Çocukluğumun Mayıslarının izleri…
Ve Cumartesi günü babamın liderliğinde koşardık çarşıya. (Biz hep
kendi istediğimizi alıyoruz sanırdık ama babamın istediği alınırmış
anneme hep, şimdi fark ediyorum)
Bugünkü Pasaj 2000 in eski halini hatırlayın ve çarşının en şık
mağazası: YKM. Ya deri çanta ve ayakkabı alırdık anneme, ya da triko
bluz. Ama ne alırsak alalım yanına mutlaka bir eşarp.

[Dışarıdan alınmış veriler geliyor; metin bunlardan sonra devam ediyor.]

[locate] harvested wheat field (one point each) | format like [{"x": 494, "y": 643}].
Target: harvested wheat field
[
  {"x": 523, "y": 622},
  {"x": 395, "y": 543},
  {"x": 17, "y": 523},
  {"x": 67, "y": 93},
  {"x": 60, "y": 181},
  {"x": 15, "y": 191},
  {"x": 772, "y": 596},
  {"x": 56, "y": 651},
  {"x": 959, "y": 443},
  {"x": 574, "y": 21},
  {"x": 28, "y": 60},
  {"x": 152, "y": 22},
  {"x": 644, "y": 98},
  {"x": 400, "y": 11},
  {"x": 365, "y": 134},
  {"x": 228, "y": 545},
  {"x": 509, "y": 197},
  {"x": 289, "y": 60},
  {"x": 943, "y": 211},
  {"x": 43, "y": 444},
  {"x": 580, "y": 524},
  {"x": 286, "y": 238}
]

Babamın o
vakitler ince zevkiyle seçtiği eşarplar şimdi bana fular oldular.
Onları çocukluğum diyerek, annem diyerek sarıyorum boynuma. Hediye
yolculuğunun son durağı Paşabahçe olurdu. Yenicami’de , köşede,
Paşabahçe’de camların büyülü dünyasında kaybederdim kendimi.

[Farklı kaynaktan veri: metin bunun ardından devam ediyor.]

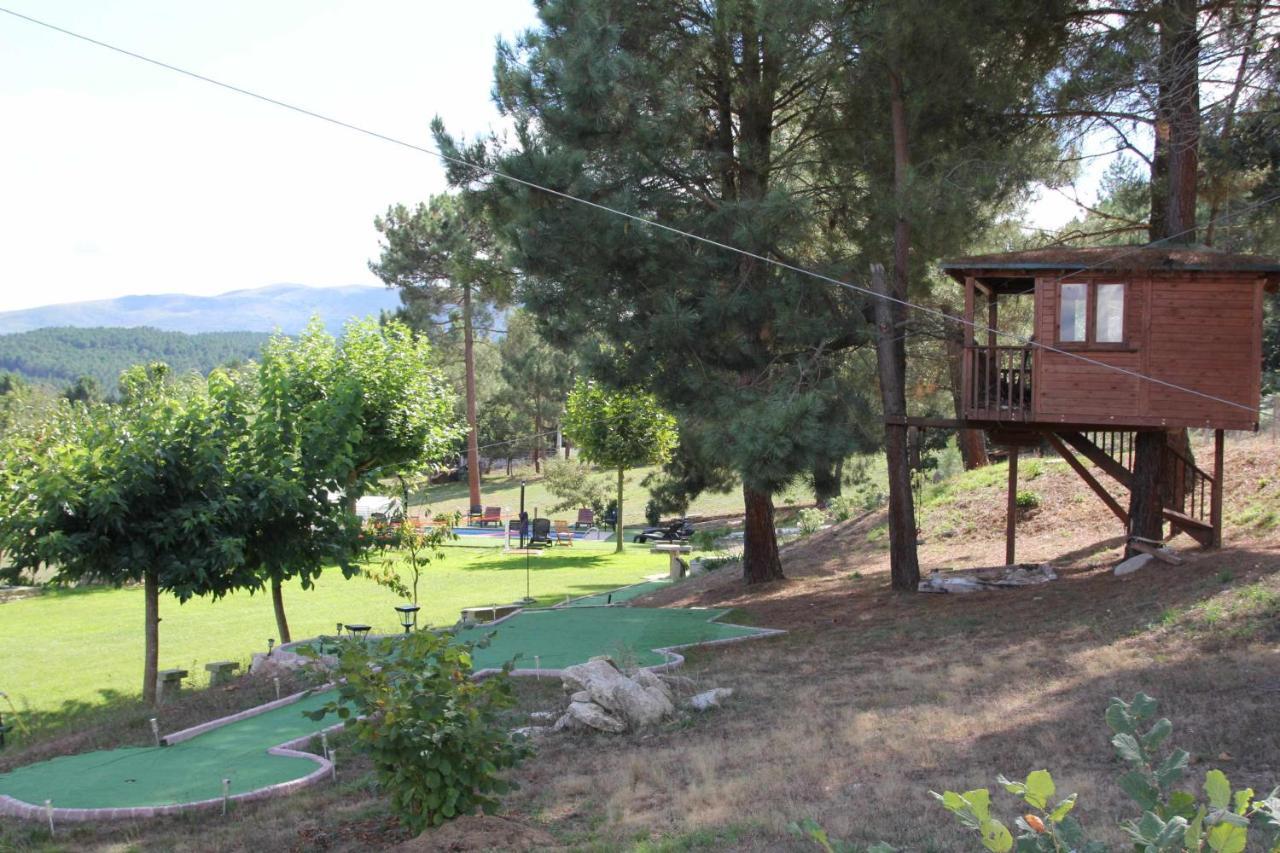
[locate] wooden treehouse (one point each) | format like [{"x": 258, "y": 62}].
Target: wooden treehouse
[{"x": 1098, "y": 345}]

Vazolar, bardaklar yine babamın seçtiği kimsenin evinde göremediğim
ilginç cam objeler özenle sarılırdı şimdi olmayan çok ince çok zarif
kağıtlara. Dolmuşta, otobüste kırılmasın diye kucakta taşırdı minik
eller cam paketlerini.
Annem.. Pembe inci, pembe bir ruj, haberi yokmuş gibi rol yaparak
koltuğa oturup beklerdi hediyelerini ertesi sabah. .Sıraya girerdik
, boy ve yaş sırası tabii. Paketlere bahçeden toplanmış birer de gül
eklerdik. Pembe yediveren güller. Tek tek öperek elini verirdik
hediyeleri. Annem çok genç biz çok çocuktuk.

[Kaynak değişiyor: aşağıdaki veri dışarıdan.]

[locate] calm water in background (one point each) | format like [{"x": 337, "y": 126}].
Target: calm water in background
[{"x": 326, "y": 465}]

Paşabahçe önce yer değiştirdi sonra da gitti şehirden. Yıllar var ki
gül toplamadım ellerimle. Annem de bu şehirde değil artık, eksik,
gecikmeli hediyeler veriyoruz ona. Vazolar, camlar yitik. Son
kalanları da depremde kırıldı; kalplerimiz gibi . Eriklerin eski
tadı yok, çileklerin de. Dere kenarlarında piknik çoktan tarih oldu.
Anneme hediye aldıktan sonra dondurma için soluklandığımız Şemsiyeli
Park da. Çark’ın sadece adı var artık. Yürüyüş yolu bile
güzelleştiremedi onu. Pasajlar, dükkanlar alışveriş merkezilerine
yenik düştü. Biz de zamana.
Şimdi annelik görevlerimi yapmak üzere eve yetişmeye çalışırken ,
Ajda Pekkan söylüyor radyoda: Sen ne olur çocukluğumu sakla
Tek kalan bu elimde avucumda
Ağlama anne benim için ağlama…
Doğru; tek kalan güzellik, çocukluğum ve annelik.
Bu Pazar dünyada milyonlarca kadın aynı şey için ağladı benim gibi.
Anne oldukları için. Hepiniz, hepimiz sadece yaşadığımız için değil
anneliği yaşadığımız için Allah’a ne kadar şükretsek azdır. Kendini
,zamanını, ruhunu evine ve evlatlarına adamış , anne olmasa da
“anne” olabilmiş milyonlarca kadın.
Bu yüce duygunun gönüllü esirleri, zincirsiz köleler!